Energy accounts for 25 percent of Canada's overall exports, and energy exports are expected to grow over the next decade. Since 2000, the country's crude oil production has increased from about 2 million to roughly 3.5 million barrels per day, largely due to increased oil sands development in the province of Alberta. By the mid-2020s, Canada could produce 5.5 million barrels of oil per day — 3.5 million of which would come from oil sands. The Canadian oil industry's biggest problem is that it is completely tied to the United States. Inadequate pipeline infrastructure throughout North America has led to higher transportation costs and a supply surplus, causing Canada's benchmark crude, West Canada Select, to be sold at around $75 per barrel — about 25 percent below the going rate for international crude of similar quality.
This dynamic has led some companies to shelve certain projects or leave the Canadian oil industry altogether.

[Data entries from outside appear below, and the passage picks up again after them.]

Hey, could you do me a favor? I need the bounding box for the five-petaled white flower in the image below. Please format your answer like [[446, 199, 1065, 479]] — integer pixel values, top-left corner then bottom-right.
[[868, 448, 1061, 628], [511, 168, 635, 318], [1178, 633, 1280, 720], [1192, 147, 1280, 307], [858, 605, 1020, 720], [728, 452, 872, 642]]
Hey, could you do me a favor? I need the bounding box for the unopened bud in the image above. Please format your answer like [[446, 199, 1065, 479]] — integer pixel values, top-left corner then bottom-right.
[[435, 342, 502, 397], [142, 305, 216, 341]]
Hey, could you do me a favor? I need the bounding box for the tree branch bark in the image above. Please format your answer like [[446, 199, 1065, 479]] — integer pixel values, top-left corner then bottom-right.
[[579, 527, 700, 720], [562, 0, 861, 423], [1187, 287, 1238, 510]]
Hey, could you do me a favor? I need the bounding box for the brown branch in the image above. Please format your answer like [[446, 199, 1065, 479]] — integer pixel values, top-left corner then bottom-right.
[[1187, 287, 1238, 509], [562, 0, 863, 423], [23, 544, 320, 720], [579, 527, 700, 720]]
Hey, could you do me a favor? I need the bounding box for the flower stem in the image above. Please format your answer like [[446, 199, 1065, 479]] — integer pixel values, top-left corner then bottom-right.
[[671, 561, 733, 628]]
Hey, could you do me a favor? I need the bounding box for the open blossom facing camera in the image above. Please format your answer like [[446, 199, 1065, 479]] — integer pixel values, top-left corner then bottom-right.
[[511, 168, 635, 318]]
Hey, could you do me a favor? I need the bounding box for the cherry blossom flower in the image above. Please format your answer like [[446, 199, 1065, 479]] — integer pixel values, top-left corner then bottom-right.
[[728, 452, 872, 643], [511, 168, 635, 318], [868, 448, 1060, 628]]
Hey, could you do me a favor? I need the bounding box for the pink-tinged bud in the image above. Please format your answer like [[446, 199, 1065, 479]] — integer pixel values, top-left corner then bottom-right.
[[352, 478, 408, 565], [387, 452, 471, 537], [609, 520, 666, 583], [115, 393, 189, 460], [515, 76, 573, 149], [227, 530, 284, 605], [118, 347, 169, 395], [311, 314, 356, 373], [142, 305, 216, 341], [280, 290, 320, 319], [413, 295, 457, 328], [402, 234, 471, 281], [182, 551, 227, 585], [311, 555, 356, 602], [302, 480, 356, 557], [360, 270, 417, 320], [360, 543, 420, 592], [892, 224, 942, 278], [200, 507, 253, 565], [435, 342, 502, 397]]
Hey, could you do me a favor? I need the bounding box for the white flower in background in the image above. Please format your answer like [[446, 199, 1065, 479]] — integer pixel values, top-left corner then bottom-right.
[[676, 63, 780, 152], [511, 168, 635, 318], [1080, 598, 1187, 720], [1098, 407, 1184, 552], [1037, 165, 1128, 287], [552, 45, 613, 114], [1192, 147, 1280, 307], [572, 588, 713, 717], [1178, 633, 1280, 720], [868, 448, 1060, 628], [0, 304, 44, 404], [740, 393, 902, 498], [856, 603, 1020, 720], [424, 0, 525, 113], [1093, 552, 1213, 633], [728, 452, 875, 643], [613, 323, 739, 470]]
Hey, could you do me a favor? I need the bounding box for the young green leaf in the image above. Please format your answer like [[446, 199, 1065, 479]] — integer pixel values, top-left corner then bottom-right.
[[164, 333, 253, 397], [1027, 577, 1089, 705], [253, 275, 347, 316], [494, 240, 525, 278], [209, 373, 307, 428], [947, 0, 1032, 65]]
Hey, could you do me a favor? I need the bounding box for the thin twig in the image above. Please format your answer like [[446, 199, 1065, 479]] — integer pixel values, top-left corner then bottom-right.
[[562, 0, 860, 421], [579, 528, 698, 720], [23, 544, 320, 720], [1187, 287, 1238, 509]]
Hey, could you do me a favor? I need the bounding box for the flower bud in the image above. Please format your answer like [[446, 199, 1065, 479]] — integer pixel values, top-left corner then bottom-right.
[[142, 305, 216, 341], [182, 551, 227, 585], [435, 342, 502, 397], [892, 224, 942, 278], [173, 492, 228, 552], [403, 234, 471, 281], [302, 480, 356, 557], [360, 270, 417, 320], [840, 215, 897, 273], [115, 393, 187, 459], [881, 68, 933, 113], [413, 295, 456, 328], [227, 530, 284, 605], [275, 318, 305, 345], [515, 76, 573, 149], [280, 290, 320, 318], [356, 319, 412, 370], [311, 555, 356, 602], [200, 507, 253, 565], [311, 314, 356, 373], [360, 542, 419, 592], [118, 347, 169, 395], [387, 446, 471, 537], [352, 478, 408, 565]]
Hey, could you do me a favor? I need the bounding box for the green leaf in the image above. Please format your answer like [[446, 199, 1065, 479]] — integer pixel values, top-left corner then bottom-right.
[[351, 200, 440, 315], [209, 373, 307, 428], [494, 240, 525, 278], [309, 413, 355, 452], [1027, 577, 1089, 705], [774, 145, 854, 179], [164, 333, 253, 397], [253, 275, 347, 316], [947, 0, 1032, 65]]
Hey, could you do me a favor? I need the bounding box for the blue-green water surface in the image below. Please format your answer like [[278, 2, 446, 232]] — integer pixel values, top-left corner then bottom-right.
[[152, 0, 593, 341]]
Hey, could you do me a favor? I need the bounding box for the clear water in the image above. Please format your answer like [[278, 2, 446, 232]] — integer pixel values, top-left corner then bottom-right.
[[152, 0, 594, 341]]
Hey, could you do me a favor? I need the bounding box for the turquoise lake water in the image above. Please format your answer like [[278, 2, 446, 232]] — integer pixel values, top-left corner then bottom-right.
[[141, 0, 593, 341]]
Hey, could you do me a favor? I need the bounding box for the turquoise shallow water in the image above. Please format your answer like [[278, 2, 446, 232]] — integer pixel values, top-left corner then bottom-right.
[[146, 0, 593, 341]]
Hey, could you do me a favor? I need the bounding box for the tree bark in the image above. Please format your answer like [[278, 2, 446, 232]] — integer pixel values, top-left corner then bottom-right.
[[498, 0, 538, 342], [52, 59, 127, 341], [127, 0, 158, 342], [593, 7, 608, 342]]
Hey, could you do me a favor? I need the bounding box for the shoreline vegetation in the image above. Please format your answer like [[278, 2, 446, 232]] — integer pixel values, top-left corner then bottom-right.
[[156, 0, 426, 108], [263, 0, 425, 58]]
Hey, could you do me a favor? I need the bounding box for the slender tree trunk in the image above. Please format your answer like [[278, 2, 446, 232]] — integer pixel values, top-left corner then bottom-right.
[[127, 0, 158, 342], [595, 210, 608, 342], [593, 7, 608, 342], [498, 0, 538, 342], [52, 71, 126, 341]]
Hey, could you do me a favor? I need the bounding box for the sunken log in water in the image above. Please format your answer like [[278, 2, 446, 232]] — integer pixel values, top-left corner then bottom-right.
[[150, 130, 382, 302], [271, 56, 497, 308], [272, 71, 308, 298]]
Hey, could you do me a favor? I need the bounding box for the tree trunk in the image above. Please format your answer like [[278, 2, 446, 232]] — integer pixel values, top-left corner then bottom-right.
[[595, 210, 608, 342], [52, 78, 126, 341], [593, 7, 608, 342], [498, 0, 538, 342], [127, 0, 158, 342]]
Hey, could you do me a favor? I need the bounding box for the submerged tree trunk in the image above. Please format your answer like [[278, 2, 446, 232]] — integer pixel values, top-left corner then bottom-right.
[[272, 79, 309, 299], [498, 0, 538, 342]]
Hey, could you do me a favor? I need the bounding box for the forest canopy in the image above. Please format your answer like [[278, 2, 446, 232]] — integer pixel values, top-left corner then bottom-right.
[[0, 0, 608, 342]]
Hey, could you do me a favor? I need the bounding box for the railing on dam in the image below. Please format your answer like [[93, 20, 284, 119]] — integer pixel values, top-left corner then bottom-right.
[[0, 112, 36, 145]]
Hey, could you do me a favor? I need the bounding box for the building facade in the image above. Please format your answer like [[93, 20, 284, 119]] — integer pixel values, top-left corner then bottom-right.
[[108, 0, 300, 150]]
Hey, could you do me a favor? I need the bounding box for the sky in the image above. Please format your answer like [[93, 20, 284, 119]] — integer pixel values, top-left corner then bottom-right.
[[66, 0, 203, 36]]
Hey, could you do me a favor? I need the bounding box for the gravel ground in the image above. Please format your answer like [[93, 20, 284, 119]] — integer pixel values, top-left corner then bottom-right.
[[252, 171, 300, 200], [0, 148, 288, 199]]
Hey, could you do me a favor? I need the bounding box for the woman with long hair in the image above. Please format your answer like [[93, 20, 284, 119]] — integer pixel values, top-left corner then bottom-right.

Alberta's provincial government has increased diplomatic pressure on the United States and British Columbia to support the construction of pipelines. One such proposal is TransCanada Corp.'s Keystone XL project. The pipeline could transport 830,000 barrels of oil per day, but it has faced political obstacles in the United States. Another proposal is to double the capacity of the Enbridge's existing Alberta Clipper oil pipeline to 880,000 barrels per day, but this project could face similar political obstacles.
Meanwhile, there are several proposals pending for pipelines that would connect Albertan oil fields with ports in British Columbia. Kinder Morgan has proposed a $5.4 billion expansion to increase capacity on its 60-year-old Trans Mountain pipeline, which currently delivers 300,000 barrels per day of crude to the Pacific coast. Meanwhile, Enbridge has proposed building a 550,000-barrel-per-day Northern Gateway pipeline to the coastal city of Kitimat. Gaining access to alternative markets would help lessen the Canadian oil industry's dependence on the United States, while also alleviating the supply glut that has kept prices low.